Bergmania

**Name of the Vulnerable Software and Affected Versions** Umbraco versions 13.x prior to 13.5.2 Umbraco versions 10.x prior to 10.8.7 Umbraco versions 8.x prior to 8.18.15 **Description** There is a potential risk of code execution for Backoffice users when they “preview” SVG files in full screen mode. This issue allows for remote code execution. **Recommendations** For versions 13.x prior to 13.5.2, update to version 13.5.2 to resolve the issue. For versions 10.x prior to 10.8.7, update to version 10.8.7 to resolve the issue. For versions 8.x prior to 8.18.15, update to version 8.18.15 to resolve the issue. As a temporary workaround, consider enabling server-side file validation to strip script tags from a file's content during the file upload process.
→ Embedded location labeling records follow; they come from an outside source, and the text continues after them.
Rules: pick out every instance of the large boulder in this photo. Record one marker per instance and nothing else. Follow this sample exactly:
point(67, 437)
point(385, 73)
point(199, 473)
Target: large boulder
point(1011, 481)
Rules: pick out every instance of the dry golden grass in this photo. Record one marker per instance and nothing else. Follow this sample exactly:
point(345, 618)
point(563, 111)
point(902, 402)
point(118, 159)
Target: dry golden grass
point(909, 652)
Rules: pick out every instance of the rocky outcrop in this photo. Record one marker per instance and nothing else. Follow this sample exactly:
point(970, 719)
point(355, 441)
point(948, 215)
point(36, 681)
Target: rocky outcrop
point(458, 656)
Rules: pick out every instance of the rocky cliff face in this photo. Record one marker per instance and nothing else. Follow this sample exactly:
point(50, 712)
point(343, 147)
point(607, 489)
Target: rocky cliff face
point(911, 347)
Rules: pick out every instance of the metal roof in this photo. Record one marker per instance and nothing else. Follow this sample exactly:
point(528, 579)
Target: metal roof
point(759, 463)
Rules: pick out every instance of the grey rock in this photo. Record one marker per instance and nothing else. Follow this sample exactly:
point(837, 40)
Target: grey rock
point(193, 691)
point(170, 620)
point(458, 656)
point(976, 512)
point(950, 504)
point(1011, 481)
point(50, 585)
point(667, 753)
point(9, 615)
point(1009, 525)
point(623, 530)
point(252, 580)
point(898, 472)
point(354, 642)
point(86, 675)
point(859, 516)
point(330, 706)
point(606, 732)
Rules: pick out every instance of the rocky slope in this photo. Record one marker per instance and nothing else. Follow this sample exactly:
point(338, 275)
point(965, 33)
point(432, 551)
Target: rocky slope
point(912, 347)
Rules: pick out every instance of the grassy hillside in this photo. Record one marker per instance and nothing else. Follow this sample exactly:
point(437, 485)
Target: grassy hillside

**Name of the Vulnerable Software and Affected Versions** Umbraco versions 13.x prior to 13.5.2 Umbraco versions 10.x prior to 10.8.7 **Description** The issue occurs during an explicit sign-out, where the server session is not fully terminated. This affects Umbraco, a free and open source .NET content management system. **Recommendations** For Umbraco versions 13.x prior to 13.5.2, update to version 13.5.2 to resolve the issue. For Umbraco versions 10.x prior to 10.8.7, update to version 10.8.7 to resolve the issue.

**Name of the Vulnerable Software and Affected Versions** Umbraco versions prior to 14.1.2 **Description** The issue concerns Umbraco, an ASP.NET CMS, where some endpoints in the Management API can return stack trace information even when Umbraco is not in debug mode. This can occur, for example, when paging with negative numbers in some APIs, leading to the leakage of stack traces in case of internal server errors, regardless of the debug setting being disabled. **Recommendations** For versions prior to 14.1.2, update to version 14.1.2 to resolve the issue. As a temporary workaround, consider restricting access to the Management API endpoints that are leaking stack trace information until the update can be applied.

**Name of the Vulnerable Software and Affected Versions** Umbraco CMS versions prior to 14.1.2 **Description** The issue allows an authenticated user to access a few unintended endpoints. This is because a few endpoints in the Umbraco Management API were not properly protected, requiring only authentication. As a result, it was possible to retrieve information from these endpoints using a member token. **Recommendations** For versions prior to 14.1.2, update to version 14.1.2 to resolve the issue. As a temporary workaround, consider restricting access to the unintended endpoints in the Umbraco Management API until the update is applied.

**Name of the Vulnerable Software and Affected Versions** Umbraco versions 8.0.0 through 8.18.9 Umbraco versions 8.18.10 is not affected, but versions prior to 10.7.0 are affected, so Umbraco versions 10.0.0 through 10.6.9 Umbraco versions 12.0.0 through 12.0.9 **Description** A user with access to a specific part of the backoffice is able to inject HTML code into a form where it is not intended. This can be achieved by a person with access to the backoffice and the "users" section, who could send a user invite and inject HTML code into the invite message. **Recommendations** For Umbraco versions 8.0.0 through 8.18.9, update to version 8.18.10 or later. For Umbraco versions 10.0.0 through 10.6.9, update to version 10.7.0 or later. For Umbraco versions 12.0.0 through 12.0.9, update to version 12.1.0 or later.